La centralità del rito voodoo nei meccanismi di sfruttamento nigeriano è così pervasiva che molte organizzazioni, tra cui l’Unione europea, hanno incoraggiato un intervento diretto della massima autorità religiosa del popolo Edo volto a scoraggiare tali prassi. Proprio nel 2018, il 9 marzo, l’Oba Ewuare II ha annullato i riti voodoo e ha scagliato una maledizione sui native doctor che, in futuro, useranno nuovamente questi riti per agevolare la tratta di giovani donne. Il rito è stato il primo atto concreto volto a marcare la discontinuità delle autorità religiose nigeriane dalla tratta. I video e le foto di quel momento sono circolati in rete e diverse agenzie Anti-Tratta hanno parlato di “decisione storica”. Tuttavia, una lettura critica dei fatti arriva anche dalle organizzazioni nigeriane per i diritti umani. Leo Igwe, un noto attivista nigeriano, ha polemicamente accusato l’Oba nigeriano di essersi prestato alla feticizzazione della narrazione del voodoo imperante in Europa a detrimento di una riflessione sulle cause profonde che strutturano la tratta. “La prostituzione – ha argomentato Igwe – è un enorme business in Europa, continente dove lo sfruttamento commerciale del sesso è consentito. (…) Quindi dovrebbero smettere di fingere come se non sapessero qual è il vero problema. Dovrebbero smettere di prestare attenzione non necessaria allo juju come se questo fosse il problema principale, perché non lo è. L’Oba e altri attori tradizionali e statali dovrebbero invece dedicare le loro energie a rompere la maledizione della povertà e della cattiva gestione dell’economia nigeriana. Dovrebbero preoccuparsi di creare posti di lavoro e mettere in atto schemi di empowerment delle donne, senza perdere tempo a maledire sponsor e responsabili della tratta di esseri umani”.

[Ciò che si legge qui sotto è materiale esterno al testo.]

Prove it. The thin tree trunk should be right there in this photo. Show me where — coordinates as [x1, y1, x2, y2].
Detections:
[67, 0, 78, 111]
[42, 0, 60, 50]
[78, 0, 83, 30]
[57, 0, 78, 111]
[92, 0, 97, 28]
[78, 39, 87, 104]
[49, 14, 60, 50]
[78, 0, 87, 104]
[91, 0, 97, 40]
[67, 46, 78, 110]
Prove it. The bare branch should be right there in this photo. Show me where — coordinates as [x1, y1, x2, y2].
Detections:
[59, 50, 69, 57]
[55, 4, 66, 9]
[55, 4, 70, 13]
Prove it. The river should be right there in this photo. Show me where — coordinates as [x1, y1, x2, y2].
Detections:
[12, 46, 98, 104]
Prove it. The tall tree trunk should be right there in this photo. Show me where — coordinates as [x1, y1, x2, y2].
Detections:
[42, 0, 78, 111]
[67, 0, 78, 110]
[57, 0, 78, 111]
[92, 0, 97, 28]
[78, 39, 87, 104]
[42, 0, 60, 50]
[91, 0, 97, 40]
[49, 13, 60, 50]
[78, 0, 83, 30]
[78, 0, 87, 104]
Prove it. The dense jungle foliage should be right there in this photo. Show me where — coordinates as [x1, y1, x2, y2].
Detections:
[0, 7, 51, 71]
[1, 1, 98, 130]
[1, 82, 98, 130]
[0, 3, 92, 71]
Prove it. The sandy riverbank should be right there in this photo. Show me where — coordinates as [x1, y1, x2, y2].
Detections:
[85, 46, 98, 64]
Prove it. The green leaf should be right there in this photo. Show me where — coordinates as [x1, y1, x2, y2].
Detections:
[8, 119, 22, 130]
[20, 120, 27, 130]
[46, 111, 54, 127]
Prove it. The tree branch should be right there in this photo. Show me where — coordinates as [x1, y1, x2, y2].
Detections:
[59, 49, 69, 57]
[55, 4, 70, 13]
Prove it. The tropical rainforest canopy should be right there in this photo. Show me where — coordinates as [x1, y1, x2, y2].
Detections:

NdR.: Come Amici di Lazzaro, riteniamo però che vadano perseguite tutte le strade per lottare contro il fenomeno:
è un bene togliere al voodoo il ruolo di legame tra sfruttatori e donne sfruttate, ed è anche fondamentale che lo stato (più che l’Oba che non ha veri ruoli istituzionali nel governo nigeriano, neanche a livello locale) locale e il governo centrale nigeriano si impegnino a creare lavoro e fornire istituzioni scolastiche e sanitarie accettabili.
Servono però anche due altri imegni: quello valoriale per rendere inaccettabile la prostituzione con campagne informative e quello legale per punire i clienti e scoraggiarli dal fornire denaro a un simile commercio di vite.